Is the output in alphabetical order? Should it be? If you think it should be and it’s not, that would imply an invariant violation in your BST; find it and repeat the task.

Submission

  1. Open the assignment page for “Discussion activity 7” in CMSX
  2. [Recorder] Find the “Group Management” section and invite each group member
  3. [Others] Refresh the page and accept your invitation
  4. [Recorder] Take a picture of your work and save as either a JPEG or a PDF file named “discussion_responses” (you do not need to submit your test code). After all invitations have been accepted, upload your picture along with your code as your group’s submission.
    • Recommended scanning apps: Microsoft Office Lens, Adobe Scan, Genius Scan, Evernote Scannable

Ensure that your group is formed and your work submitted before the Friday evening deadline.

Tips and reminders

Challenge problem

If your entire group finishes early and are looking for more practice with this material, try completing this additional task. To be clear, we are not expecting anyone to submit work on challenge problems to CMSX, nor will your TA have time to discuss them in section. But you are welcome to discuss them on Ed or to bring questions and ideas to office hours.

Random replacement

Consider the following binary search tree containing letters (comparisons follow alphabetical order):

Binary search tree

We want to explore what’s required to remove the value 'D'. Choose any value from D’s subtree (any letter in A..H other than D itself) and place it in D’s old spot.

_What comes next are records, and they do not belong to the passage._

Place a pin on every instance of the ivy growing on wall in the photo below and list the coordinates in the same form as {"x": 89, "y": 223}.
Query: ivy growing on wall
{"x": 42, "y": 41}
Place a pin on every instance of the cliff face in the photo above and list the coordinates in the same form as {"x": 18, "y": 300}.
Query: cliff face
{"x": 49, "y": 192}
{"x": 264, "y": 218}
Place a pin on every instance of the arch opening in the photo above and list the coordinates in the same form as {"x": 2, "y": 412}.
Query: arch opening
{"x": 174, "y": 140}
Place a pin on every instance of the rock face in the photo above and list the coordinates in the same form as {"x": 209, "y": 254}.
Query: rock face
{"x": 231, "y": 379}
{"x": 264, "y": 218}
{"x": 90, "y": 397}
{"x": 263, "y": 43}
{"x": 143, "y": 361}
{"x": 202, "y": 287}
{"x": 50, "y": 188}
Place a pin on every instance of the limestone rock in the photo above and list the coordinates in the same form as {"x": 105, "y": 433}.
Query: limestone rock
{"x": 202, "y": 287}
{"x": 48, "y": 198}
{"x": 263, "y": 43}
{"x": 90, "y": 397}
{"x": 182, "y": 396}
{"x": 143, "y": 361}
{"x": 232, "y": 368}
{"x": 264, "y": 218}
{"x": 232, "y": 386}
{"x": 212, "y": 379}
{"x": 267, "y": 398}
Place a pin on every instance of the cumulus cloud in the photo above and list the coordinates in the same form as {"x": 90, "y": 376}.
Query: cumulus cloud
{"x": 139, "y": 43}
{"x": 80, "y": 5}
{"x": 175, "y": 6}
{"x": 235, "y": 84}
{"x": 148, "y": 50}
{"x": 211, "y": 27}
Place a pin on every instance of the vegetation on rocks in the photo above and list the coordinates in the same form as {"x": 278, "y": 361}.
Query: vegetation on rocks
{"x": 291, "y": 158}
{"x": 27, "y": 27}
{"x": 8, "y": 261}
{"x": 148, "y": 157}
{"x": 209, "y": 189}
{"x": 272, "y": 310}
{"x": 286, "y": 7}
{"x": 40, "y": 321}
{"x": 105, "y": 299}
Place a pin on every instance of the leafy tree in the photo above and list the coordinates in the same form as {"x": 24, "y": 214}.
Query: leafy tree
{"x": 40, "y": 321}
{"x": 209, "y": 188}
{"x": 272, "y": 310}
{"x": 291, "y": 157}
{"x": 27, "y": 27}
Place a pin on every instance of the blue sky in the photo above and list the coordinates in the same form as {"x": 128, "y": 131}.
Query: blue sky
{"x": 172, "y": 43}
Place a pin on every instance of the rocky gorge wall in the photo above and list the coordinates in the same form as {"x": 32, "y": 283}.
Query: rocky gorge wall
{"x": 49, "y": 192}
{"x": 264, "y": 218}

Now rearrange the remaining nodes in D’s subtree so that the BST invariant is satisfied again (there is no algorithm to follow when doing this—there are multiple right answers). Draw your resulting tree:

How many nodes are in a different location from where they were in the original tree?

Deletion algorithm

The following code implements the BST deletion algorithm from the lecture notes (for homework, compare this code to the textbook or to the supplemental reading in Myers; how well does it match up?):

/** Remove node `n` with parent node `p` from a binary search tree.
  * Requires `n` is not global root (`p != null`). */
void remove(BinaryNode n, BinaryNode p) {
    if (n.right == null && n.left == null) {
        // Prune leaf by removing parent pointer
        if (n.data < p.data) { p.left  = null; }
        else                 { p.right = null; }
    } else if (n.right == null) {
        // Splice left child onto parent
        if (n.data < p.data) { p.left  = n.left; }
        else                 { p.right = n.left; }
    } else if (n.left == null) {
        // Splice right child onto parent
        if (n.data < p.data) { p.left  = n.right; }
        else                 { p.right = n.right; }
    } else {
        // Find immediate next element (and its parent)
        BinaryNode pNext = n;
        BinaryNode nNext = n.right;
        while (nNext.left != null) {
            pNext = nNext;
            nNext = nNext.left;
        }
        // Replace data
        n.data = nNext.data;
        // Prune next element or splice its right child (will not recurse further)
        remove(nNext, pNext);
    }
}

Execute this algorithm by hand to remove 'D' from the original tree in task 2 (the arguments would be the node containing 'D' and its parent, the node containing 'I').

How many pointers were reassigned during your execution? How many data fields were reassigned?

Which tree required moving fewer nodes—the one formed with “random replacement and fixup,” or the one resulting from this algorithm?